Why does changing a column name take an extremely long time with a large data.frame?
I have a data.frame in R with 19 million rows and 90 columns. I have plenty of spare RAM and CPU cycles. It seems that changing a single column name in this data frame is a very intense operation for R.
system.time(colnames(my.df) <- "foo") user system elapsed 356.88 16.54 373.39
Why is this so? Does every row store the column name somehow? Is this creating an entirely new data frame? It seems this operation should complete in negligible time. I don't see anything obvious in the R manual entry.
I'm running build 7600 of R (64bit) on Windows 7, and in my current workspace, setting colnames on a small data.frame takes '0' time according to system.time().
Edit: I'm aware of the possibility of using data.table, and, honestly, I can wait 5 minutes for the rename to complete whilst I go get some tea. What I'm interested in is what is happening and why?
As several commenters have mentioned, renaming data frame columns is slow, because (depending on how you do it) it makes between 1 and 4 copies of the entire data.frame. Here, from data.table's ?setkey help page, is the nicest way of demonstrating this behavior that I've seen:
DF = data.frame(a=1:2,b=3:4) # base data.frame to demo copies try(tracemem(DF)) # try() for non-Windows where R is # faster without memory profiling colnames(DF) <- "A" # 4 copies of entire object names(DF) <- "A" # 3 copies of entire object names(DF) <- c("A", "b") # 1 copy of entire object `names<-`(DF,c("A","b")) # 1 copy of entire object x=`names<-`(DF,c("A","b")) # still 1 copy (so not print method) # What if DF is large, say 10GB in RAM. Copy 10GB just to change a column name?

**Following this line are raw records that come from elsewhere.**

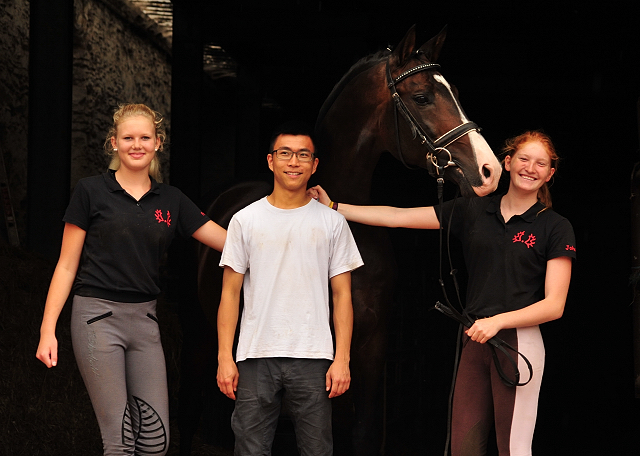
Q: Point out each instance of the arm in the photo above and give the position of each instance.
(338, 376)
(61, 283)
(228, 312)
(211, 234)
(556, 287)
(392, 217)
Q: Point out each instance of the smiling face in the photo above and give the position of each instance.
(292, 175)
(136, 142)
(529, 167)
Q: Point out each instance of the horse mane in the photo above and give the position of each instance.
(364, 64)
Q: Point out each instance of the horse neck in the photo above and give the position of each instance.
(350, 133)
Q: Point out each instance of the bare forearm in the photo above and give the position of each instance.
(392, 217)
(59, 290)
(343, 327)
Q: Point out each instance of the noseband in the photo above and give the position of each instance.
(434, 148)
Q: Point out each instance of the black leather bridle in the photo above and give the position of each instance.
(436, 148)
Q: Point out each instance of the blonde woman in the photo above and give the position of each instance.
(118, 226)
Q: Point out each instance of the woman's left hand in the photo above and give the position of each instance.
(484, 329)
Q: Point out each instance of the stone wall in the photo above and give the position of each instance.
(119, 56)
(14, 104)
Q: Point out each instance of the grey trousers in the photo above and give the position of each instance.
(119, 354)
(264, 386)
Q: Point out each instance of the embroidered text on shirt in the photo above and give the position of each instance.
(529, 242)
(161, 219)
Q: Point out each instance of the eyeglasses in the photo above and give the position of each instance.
(303, 155)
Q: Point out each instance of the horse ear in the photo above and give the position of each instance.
(432, 47)
(404, 49)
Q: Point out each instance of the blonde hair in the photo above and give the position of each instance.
(124, 112)
(512, 145)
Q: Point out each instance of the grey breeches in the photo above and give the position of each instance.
(118, 350)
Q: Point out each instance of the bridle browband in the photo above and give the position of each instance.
(434, 148)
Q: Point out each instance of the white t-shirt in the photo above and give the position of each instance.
(287, 257)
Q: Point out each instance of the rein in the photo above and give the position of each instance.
(434, 148)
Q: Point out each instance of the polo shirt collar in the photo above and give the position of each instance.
(529, 216)
(114, 186)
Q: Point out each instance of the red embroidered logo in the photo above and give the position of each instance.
(161, 219)
(529, 242)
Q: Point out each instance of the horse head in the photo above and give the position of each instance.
(427, 114)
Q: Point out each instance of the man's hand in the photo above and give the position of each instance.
(227, 378)
(338, 378)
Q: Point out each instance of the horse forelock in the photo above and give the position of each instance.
(362, 65)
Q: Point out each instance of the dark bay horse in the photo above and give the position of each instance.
(395, 101)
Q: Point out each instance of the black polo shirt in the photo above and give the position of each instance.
(126, 239)
(506, 263)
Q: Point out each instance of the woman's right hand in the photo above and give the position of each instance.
(319, 194)
(48, 350)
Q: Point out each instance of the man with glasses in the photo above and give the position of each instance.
(284, 250)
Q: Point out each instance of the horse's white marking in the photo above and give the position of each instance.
(484, 155)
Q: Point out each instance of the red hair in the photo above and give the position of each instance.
(512, 145)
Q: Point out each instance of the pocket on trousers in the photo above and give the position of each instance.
(99, 317)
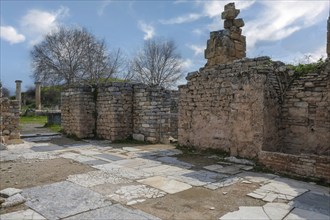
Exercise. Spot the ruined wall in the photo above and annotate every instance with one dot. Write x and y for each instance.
(227, 107)
(153, 120)
(9, 119)
(300, 165)
(225, 46)
(114, 111)
(306, 114)
(122, 110)
(78, 111)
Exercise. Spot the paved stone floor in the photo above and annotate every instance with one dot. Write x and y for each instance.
(128, 175)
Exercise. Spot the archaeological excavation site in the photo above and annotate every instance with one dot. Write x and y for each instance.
(243, 138)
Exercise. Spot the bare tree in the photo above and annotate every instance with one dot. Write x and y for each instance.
(73, 55)
(157, 64)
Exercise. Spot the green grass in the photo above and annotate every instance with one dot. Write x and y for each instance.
(54, 128)
(42, 120)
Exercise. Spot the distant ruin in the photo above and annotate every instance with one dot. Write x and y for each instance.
(250, 107)
(229, 44)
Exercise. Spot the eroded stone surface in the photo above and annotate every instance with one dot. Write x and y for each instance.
(94, 178)
(62, 199)
(28, 214)
(114, 212)
(132, 194)
(276, 190)
(9, 192)
(165, 184)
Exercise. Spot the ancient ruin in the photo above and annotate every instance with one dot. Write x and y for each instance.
(226, 45)
(117, 111)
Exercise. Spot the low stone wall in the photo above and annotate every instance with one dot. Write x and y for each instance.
(312, 166)
(78, 112)
(117, 111)
(9, 120)
(114, 111)
(305, 115)
(231, 107)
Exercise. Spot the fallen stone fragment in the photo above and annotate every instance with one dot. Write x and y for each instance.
(13, 201)
(9, 192)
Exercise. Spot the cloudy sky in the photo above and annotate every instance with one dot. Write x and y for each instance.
(284, 30)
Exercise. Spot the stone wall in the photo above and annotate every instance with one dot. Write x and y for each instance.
(306, 114)
(328, 38)
(122, 110)
(231, 107)
(114, 111)
(9, 120)
(78, 112)
(300, 165)
(154, 119)
(226, 45)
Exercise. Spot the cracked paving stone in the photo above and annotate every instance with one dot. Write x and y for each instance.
(298, 214)
(223, 183)
(94, 178)
(166, 170)
(108, 157)
(128, 173)
(133, 194)
(63, 199)
(276, 190)
(165, 184)
(174, 161)
(199, 178)
(137, 163)
(28, 214)
(114, 212)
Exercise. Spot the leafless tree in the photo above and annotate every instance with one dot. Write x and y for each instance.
(157, 64)
(73, 55)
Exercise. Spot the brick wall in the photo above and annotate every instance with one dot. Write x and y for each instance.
(9, 120)
(301, 165)
(78, 112)
(231, 107)
(114, 111)
(306, 114)
(122, 110)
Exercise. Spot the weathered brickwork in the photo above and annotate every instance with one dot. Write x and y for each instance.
(114, 111)
(9, 120)
(78, 111)
(328, 38)
(301, 165)
(224, 107)
(226, 45)
(120, 110)
(153, 116)
(306, 114)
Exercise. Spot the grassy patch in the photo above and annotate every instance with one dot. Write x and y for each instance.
(54, 128)
(42, 120)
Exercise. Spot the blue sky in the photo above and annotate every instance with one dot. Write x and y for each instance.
(283, 30)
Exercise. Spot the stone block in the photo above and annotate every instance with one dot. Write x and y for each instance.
(138, 137)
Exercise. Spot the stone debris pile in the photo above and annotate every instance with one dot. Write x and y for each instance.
(229, 44)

To (start) understanding why things are done this way, you'll probably need to delve into some of the related discussions on R-devel. Here are a couple: R-devel: speeding up perception and R-devel: Confused about NAMES
My impressionistic reading of those threads is that:
At least one copy is made so that modifications to it can be 'tried out' before overwriting the original. Thus, if something is wrong with the value-to-be-reassigned, [<-.data.frame or names<- can 'back out' and deliver an error message without having done any damage to the original object.
Several members of R-core aren't completely satisfied with how things are working right now. Several folks explain that in some cases "R loses track"; Luke Tierney indicates that he's tried some modifications relating to this copying in the past "in a few cases and always had to back off"; and Simon Urbanek hints that "there may be some things coming up, too"

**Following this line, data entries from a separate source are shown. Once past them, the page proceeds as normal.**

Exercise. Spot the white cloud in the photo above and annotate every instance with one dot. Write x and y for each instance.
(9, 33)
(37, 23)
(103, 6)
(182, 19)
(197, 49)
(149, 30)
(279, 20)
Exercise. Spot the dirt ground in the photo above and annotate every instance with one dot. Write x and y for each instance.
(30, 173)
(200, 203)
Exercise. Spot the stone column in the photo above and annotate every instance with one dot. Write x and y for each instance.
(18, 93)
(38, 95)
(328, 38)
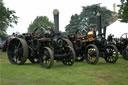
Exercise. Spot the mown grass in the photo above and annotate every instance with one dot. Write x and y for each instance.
(80, 73)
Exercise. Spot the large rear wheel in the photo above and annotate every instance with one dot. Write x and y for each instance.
(69, 60)
(46, 58)
(17, 51)
(91, 54)
(125, 53)
(111, 54)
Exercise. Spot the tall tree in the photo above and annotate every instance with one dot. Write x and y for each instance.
(40, 21)
(74, 24)
(7, 17)
(123, 11)
(87, 18)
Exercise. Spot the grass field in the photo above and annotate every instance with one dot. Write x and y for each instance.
(80, 73)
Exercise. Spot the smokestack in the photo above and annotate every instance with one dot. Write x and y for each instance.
(114, 7)
(104, 31)
(99, 25)
(56, 20)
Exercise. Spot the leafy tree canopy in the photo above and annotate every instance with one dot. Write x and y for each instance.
(40, 21)
(87, 18)
(123, 12)
(7, 17)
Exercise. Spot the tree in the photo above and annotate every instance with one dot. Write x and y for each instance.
(40, 21)
(7, 17)
(123, 11)
(87, 18)
(74, 24)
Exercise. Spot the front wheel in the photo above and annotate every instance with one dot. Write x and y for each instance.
(46, 58)
(111, 54)
(92, 54)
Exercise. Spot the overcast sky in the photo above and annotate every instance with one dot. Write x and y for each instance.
(28, 10)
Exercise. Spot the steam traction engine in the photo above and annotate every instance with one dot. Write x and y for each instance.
(94, 45)
(43, 48)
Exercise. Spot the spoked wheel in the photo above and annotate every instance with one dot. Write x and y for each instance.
(70, 58)
(67, 42)
(17, 51)
(46, 58)
(34, 59)
(79, 58)
(91, 54)
(125, 54)
(111, 54)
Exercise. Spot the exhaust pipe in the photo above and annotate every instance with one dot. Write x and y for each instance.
(56, 20)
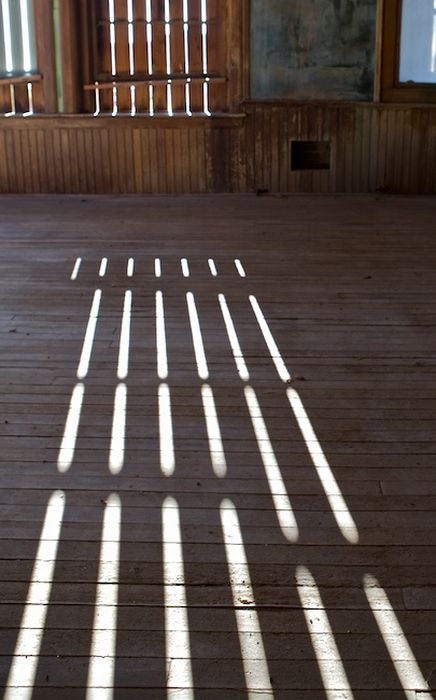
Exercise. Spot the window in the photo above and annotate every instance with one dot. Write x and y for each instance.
(409, 51)
(163, 57)
(122, 57)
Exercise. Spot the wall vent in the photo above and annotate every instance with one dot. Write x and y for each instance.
(310, 155)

(As I said, though, that's just impressionistic: I'm simply not able to follow a full conversation about the details of R's internals!)
Also relevant, in case you haven't seen it, here's how something like names(z) <- "c2" "really" works:
# From ?names<- z <- "names<-"(z, "[<-"(names(z), 3, "c2"))
Note: Much of this answer comes from Matthew Dowle's answer to this other question. (I thought it was worth placing it here, and giving it some more exposure, since it's so relevant to your own question).